In 2022, we should hold ourselves to the same standards, and insist that one, two, three, four, or five decades hence, our readers consider how well we wrote architecture’s history relative to this moment now—when our culture and values will no longer tolerate us telling anything except the fullest possible stories about the past and present of our buildings and places. Gathered here are a series of essays that that help us begin this work. These include histories of architects, developers, organizers, activists, businesspeople, and everyday folks who identified as LatinX, LGBTQ, African American, Native American, and as members of the Asian diaspora, all of them shaping neighborhoods, districts, cultural landscapes, and individual structures. As a web-based publication with nearly 30,000 online essays and entries, SAH Archipedia has long contained content that reflects our built environment’s “dynamic heterogeneity” and “dynamic diversity,” as the founding editors of the Buildings of the United States put it back in 1993. (This is the book series out of which SAH Archipedia grew.)[11] Because this content most fully embraces typological and geographic heterogeneity, we turn now to focusing on histories of built form that embrace diversity from across all of our socio-economic, socio-cultural, ethnic, and racial communities. We have been fortunate that so many talented and dedicated historians have already contributed to this inclusionary project.
And still, in 2022, it is important to declare that we are beginning this work. Aware of the project’s enormity, we turn to James Baldwin: “Responsibility cannot be lost, it can only be abdicated. If one refuses abdication, one begins again.” Aware of the project’s possibility, we turn to Tony Kushner: “The world only spins forward. We will be citizens. The time has come…The Great Work Begins.”[12]

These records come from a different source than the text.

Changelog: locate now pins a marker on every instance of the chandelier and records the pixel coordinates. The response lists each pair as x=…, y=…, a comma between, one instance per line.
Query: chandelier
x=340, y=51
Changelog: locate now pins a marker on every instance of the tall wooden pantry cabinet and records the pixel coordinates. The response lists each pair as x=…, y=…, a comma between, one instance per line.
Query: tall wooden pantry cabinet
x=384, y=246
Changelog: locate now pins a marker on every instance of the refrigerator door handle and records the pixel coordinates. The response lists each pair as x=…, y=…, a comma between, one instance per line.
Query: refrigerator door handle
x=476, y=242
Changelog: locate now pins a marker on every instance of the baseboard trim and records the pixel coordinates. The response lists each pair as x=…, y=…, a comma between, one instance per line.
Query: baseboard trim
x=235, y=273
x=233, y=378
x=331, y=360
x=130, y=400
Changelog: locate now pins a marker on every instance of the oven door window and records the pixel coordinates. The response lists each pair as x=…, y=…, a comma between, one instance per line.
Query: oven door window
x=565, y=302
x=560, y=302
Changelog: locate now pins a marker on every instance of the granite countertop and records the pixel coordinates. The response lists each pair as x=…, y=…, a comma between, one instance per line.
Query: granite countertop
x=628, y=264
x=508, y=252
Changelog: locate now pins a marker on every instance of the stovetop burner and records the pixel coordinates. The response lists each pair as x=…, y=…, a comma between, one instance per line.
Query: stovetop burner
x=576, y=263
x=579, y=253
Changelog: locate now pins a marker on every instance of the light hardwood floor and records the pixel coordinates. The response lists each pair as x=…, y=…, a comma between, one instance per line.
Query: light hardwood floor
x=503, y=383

Publication of this essay and the entries in this series was made possible by the generosity of the Graham Foundation for Advanced Studies in the Fine Arts.
[1] Michelle Obama, Speech at the Democratic National Convention, July 25, 2016. PBS
News Hour. https://www.youtube.com/watch?v=4ZNWYqDU948.

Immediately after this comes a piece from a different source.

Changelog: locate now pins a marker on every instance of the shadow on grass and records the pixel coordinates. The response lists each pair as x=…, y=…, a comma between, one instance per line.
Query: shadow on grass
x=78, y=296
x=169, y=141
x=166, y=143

[2] bell hooks, “Black Vernacular: Architecture as Cultural Practice,” Art on My Mind (New York:
New Press, 1995) 151.
[3] Ibram X. Kendi, How to Be an Anti-Racist (New York: One World, 2019).
[4] Nikolaus Pevsner, Outline of European Architecture (London: Pelican Books, 1943) 21.

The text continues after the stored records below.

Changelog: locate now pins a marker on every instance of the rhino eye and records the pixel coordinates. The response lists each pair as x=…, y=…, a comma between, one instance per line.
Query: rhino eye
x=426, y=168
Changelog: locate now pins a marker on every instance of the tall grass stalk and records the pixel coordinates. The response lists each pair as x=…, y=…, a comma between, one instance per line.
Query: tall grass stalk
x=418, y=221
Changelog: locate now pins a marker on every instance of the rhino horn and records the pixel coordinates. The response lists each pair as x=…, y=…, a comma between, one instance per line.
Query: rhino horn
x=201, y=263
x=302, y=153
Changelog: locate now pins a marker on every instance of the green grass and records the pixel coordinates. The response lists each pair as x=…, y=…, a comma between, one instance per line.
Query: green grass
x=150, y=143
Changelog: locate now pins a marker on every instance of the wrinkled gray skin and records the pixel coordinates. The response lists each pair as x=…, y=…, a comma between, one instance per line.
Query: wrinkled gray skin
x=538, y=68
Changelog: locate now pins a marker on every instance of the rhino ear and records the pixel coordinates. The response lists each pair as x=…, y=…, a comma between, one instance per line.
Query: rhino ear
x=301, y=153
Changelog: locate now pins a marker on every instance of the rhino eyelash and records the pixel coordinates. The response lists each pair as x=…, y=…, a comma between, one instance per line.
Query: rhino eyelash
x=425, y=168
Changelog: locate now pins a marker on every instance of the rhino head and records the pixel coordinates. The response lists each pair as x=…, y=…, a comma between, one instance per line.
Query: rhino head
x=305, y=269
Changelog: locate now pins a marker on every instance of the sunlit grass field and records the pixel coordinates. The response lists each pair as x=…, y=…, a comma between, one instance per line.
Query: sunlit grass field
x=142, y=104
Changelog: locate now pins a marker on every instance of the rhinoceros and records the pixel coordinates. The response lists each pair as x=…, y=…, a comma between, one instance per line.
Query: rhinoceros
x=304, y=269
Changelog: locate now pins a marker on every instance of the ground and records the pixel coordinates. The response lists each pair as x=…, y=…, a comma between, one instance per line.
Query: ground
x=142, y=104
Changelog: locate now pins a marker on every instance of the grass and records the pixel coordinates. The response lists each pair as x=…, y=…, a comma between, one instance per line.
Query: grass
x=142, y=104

[5] Reyner Banham, “The Black Box,” New Statesman and Society, October 12, 1990, 23.
[6] See, for example, Irene Cheng, Charles Davis II, Mabel O. Wilson, eds. Race and Modern Architecture: A Critical History from the Enlightenment to the Present (Pittsburgh: University of Pittsburgh Press, 2020).
[7] In the ten years that have passed since Eve Tuck and K. Wayne Yang asserted that "decolonization is not a metaphor," the term has gained currency, for better or worse, as shorthand for the project of dismantling the hierarchies of power not only in specific colonial/settler and subaltern/Indigenous contexts but in cultural discourse more generally, wherever the dynamics of unequality make themselves visible. See Eve Tuck and K. Wayne Yang, "Decolonization is Not a Metaphor," Decolonization: Indigeneity, Education & Society 1 (September 2008): 1–40.
[8] Banham, “The Black Box,” 23.
[9] See Reyner Banham, Theory and Design in the First Machine Age (1960; Reprint, Cambridge: MIT Press, 1980); Banham, Los Angeles: Architecture of Four Ecologies. (New York: Harper and Row, 1971). See also Nikolaus Pevsner, Pioneers of Modern Design (London: Faber and Farber, 1936); Pevsner, Buildings of England, multiple volumes (London: Penguin Books, beginning 1951).
[10] Reyner Banham, The Architecture of the Well-Tempered Environment (1969; 2nd edition. Chicago: University of Chicago Press, 1984): 13. See also Barbara Penner, “The Man Who Wrote Too Well,” Places (September 2015). Accessed March 7, 2022. https://doi.org/10.22269/150908.
[11] Adolf Placzek, William H. Pierson, Osmond Overby, “Foreword” in Pamela Scott and Antoinette J. Lee, Buildings of the District of Columbia (New York: Oxford University Press, 1993), v-vi.
[12] James Baldwin, Just Above My Head (New York: Dial Press, 1979), 366. Tony Kushner, Angels in America, Part Two: Perestroika (1991; Revised, New York: Theater Communications Group, 1995) 280.